A l’image de la mobilisation mondiale pour la préservation de la biodiversité, cette crise saura-t-elle faire perdurer de nouvelles formes de solidarité et de collaboration au service de la préservation de la santé humaine et de l’accès aux soins pour tous ?
Les systèmes de santé, les politiques de santé, les investissements des acteurs de la santé vont-ils ou non s’aligner sur l’atteinte de cet objectif durable, comme toutes les industries s’alignent sur les objectifs liés au climat ?
L’économie de la vie n’est pas seulement un coût mais aussi un investissement
Aujourd’hui l’institut Pasteur de Dakar est capable de produire des respirateurs à 60$ l’unité et un test Covid a 1$ l’unité. Et pourtant peu d’investisseurs se ruent pour investir dans le passage à l’échelle de cette innovation en vue d’inonder le marché mondial.
La crise renforce l’importance de créer des écosystèmes locaux, mais aussi des collaborations internationales pour ne pas tomber dans un discours de repli.

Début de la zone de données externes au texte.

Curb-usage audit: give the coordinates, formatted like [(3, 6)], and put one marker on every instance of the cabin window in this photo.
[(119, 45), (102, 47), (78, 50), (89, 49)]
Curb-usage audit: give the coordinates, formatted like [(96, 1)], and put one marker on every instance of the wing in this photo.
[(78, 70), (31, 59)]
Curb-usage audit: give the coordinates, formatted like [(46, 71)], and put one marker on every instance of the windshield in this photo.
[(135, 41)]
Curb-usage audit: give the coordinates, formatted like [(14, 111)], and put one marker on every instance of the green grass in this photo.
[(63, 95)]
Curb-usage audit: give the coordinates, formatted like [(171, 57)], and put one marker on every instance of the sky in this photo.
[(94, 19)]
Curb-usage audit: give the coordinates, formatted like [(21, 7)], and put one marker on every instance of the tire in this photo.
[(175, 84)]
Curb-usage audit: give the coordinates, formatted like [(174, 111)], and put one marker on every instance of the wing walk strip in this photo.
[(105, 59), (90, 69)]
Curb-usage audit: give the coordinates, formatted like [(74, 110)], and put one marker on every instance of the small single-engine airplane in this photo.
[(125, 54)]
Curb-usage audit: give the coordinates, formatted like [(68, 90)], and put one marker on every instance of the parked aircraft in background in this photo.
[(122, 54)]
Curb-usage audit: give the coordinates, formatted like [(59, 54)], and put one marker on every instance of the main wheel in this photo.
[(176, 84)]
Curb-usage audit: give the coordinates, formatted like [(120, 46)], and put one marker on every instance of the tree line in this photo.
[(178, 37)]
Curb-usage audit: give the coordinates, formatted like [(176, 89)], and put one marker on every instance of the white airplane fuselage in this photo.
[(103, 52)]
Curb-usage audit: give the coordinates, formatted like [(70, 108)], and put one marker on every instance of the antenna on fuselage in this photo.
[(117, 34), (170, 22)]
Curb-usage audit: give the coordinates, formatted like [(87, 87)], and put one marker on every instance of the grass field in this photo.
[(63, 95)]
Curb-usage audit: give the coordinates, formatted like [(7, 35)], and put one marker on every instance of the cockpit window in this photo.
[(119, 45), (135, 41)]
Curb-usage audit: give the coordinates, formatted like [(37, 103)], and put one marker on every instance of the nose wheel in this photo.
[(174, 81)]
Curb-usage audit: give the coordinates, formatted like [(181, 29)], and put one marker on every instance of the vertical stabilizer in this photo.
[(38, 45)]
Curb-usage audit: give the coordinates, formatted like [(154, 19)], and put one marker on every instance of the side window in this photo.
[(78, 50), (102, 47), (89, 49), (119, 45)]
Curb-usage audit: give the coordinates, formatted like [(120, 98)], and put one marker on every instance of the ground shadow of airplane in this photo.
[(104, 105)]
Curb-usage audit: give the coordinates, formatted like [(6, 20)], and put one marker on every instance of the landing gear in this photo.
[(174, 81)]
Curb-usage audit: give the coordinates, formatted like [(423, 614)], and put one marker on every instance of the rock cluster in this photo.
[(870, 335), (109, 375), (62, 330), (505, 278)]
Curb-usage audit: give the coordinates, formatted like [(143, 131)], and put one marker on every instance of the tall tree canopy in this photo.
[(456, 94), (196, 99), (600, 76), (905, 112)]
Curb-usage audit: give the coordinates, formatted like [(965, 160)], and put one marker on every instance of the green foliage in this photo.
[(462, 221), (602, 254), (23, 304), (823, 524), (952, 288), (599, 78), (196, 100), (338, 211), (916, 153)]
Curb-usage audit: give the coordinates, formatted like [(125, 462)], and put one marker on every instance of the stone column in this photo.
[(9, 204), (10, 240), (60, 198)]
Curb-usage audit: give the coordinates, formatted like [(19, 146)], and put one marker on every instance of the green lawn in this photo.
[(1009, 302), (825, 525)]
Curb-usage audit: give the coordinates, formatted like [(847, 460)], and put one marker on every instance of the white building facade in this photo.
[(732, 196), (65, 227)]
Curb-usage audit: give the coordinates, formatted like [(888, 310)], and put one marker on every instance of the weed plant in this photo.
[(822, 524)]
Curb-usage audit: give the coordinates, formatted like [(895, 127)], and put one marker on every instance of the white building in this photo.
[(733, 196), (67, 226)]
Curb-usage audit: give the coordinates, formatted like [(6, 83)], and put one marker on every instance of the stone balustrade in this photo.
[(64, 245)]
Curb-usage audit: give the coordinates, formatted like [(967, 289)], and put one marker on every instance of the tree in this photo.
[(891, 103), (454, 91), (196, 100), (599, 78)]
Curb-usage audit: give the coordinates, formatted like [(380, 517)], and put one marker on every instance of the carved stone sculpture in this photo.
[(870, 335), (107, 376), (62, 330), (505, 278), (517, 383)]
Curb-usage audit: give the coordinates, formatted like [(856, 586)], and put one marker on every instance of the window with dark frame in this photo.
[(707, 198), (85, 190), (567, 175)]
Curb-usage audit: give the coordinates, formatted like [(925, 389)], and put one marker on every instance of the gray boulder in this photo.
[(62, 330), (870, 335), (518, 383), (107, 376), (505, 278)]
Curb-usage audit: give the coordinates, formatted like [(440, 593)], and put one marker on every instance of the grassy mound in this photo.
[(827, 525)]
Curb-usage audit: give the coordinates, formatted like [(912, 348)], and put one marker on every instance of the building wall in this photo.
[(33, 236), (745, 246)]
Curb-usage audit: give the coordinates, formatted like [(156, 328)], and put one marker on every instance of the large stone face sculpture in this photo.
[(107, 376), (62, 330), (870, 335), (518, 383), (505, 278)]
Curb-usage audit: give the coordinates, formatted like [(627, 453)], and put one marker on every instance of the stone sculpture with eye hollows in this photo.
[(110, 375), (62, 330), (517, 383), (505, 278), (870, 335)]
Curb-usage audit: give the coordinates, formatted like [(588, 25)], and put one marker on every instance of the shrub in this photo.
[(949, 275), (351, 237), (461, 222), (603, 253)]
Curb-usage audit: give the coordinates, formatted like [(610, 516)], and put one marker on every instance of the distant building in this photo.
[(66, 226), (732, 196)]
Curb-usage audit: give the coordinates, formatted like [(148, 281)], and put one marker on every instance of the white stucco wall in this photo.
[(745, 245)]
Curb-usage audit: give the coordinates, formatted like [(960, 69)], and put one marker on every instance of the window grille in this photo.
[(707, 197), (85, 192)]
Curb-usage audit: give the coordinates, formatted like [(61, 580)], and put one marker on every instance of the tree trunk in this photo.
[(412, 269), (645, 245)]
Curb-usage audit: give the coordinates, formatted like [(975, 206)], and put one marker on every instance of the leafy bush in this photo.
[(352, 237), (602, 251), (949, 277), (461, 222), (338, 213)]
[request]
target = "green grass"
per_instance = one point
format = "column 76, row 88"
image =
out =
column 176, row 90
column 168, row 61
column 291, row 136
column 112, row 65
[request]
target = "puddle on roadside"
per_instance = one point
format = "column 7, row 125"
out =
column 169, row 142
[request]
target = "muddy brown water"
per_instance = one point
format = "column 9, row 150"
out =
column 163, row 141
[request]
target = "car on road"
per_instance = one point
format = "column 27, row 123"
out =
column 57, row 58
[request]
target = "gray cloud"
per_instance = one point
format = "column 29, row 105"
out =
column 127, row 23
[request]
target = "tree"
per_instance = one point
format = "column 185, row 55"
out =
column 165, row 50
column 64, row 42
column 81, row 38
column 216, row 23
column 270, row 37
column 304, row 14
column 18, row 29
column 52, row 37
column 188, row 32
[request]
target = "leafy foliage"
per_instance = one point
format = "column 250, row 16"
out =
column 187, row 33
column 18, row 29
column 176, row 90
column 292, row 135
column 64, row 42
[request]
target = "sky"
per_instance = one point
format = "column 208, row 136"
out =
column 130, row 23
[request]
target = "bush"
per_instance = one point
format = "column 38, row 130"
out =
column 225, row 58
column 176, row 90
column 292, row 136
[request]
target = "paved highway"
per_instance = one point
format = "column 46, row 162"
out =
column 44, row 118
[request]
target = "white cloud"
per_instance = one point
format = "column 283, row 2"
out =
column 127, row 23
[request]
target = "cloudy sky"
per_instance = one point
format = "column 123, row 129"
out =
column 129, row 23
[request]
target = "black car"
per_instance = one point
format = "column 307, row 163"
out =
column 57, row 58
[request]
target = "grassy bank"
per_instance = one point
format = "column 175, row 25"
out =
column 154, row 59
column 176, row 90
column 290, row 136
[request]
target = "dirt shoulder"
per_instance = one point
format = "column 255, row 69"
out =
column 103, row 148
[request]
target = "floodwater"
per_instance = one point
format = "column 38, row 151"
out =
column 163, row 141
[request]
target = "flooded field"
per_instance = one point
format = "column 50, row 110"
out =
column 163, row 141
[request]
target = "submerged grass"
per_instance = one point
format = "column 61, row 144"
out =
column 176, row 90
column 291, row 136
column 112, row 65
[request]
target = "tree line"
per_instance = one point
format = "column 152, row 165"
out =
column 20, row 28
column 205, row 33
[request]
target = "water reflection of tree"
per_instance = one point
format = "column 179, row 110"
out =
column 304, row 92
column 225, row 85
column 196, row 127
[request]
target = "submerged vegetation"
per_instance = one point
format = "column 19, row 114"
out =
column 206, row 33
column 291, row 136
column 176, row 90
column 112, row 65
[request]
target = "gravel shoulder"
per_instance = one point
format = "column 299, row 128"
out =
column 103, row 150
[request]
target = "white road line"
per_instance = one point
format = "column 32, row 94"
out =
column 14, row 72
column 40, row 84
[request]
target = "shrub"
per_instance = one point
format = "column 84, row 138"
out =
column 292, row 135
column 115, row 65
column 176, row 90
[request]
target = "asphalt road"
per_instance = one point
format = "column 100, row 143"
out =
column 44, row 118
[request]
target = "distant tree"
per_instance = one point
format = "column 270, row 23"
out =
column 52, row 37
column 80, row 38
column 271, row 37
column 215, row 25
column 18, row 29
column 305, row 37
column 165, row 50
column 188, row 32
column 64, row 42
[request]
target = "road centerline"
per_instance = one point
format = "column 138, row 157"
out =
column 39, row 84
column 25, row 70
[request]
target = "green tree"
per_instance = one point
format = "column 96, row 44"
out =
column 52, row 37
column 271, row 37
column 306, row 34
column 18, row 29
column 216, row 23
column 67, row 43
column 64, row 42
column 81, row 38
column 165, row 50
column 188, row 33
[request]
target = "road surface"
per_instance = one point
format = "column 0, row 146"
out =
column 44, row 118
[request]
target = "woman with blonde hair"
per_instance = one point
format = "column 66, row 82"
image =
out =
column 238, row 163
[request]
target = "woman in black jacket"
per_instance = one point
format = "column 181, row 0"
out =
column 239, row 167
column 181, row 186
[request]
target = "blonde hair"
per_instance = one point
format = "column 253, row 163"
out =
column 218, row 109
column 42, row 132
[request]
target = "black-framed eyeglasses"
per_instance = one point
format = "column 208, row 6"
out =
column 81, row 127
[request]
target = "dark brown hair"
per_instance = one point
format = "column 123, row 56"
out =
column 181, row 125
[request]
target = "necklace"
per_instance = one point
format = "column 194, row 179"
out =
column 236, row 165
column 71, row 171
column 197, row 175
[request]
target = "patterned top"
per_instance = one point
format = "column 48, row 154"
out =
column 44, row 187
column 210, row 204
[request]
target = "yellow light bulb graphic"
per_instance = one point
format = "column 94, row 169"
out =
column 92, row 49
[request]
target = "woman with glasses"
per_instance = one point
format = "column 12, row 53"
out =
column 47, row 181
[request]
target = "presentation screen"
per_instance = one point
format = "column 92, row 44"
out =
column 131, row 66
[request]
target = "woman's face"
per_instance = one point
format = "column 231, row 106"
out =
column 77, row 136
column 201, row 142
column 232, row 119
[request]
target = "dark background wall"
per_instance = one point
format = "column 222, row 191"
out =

Il faut créer des cadres qui s’appliquent et qui permettent aux initiatives locales d’émerger. A l’inverse, il ne faut pas attendre que les Etats bougent à l’international pour avancer sinon dans 20 ans on y est encore.
Les entreprises du secteur ont un rôle fondamental à jouer, car ce sont elles qui réalisent cette transition
Cela nécessite de refondre la notion de responsabilité de l’entreprise, qui devient plus large que la simple recherche de profit.
Elles ont aussi la responsabilité de faire remonter à l’Etat les limites juridiques qui pèsent sur elles
Il est préférable de créer des coalitions d’entreprises, en ralliant à une cause 25% des acteurs qui pèsent le plus lourd pour arriver à un point de bascule et donc un levier de négociation plus efficace vers les 70% restants et les Etats.
Sans tomber dans le Lifewashing, il s’agit de mettre en place une sorte de Pacte de Responsabilité élargi dans le but de :
- Faire des économies,
- Répondre à des défis sociaux et de développement durable.
Ainsi, collectivement le secteur privé, l’Industrie du médicament, la Health Tech, les grands bailleurs de fonds internationaux et les gouvernements locaux font le choix d’investir pour faire en sorte que les systèmes de santé des pays en voie développement évoluent rapidement au bénéfice d’une meilleure résilience pour tous en cas de nouvelle crise.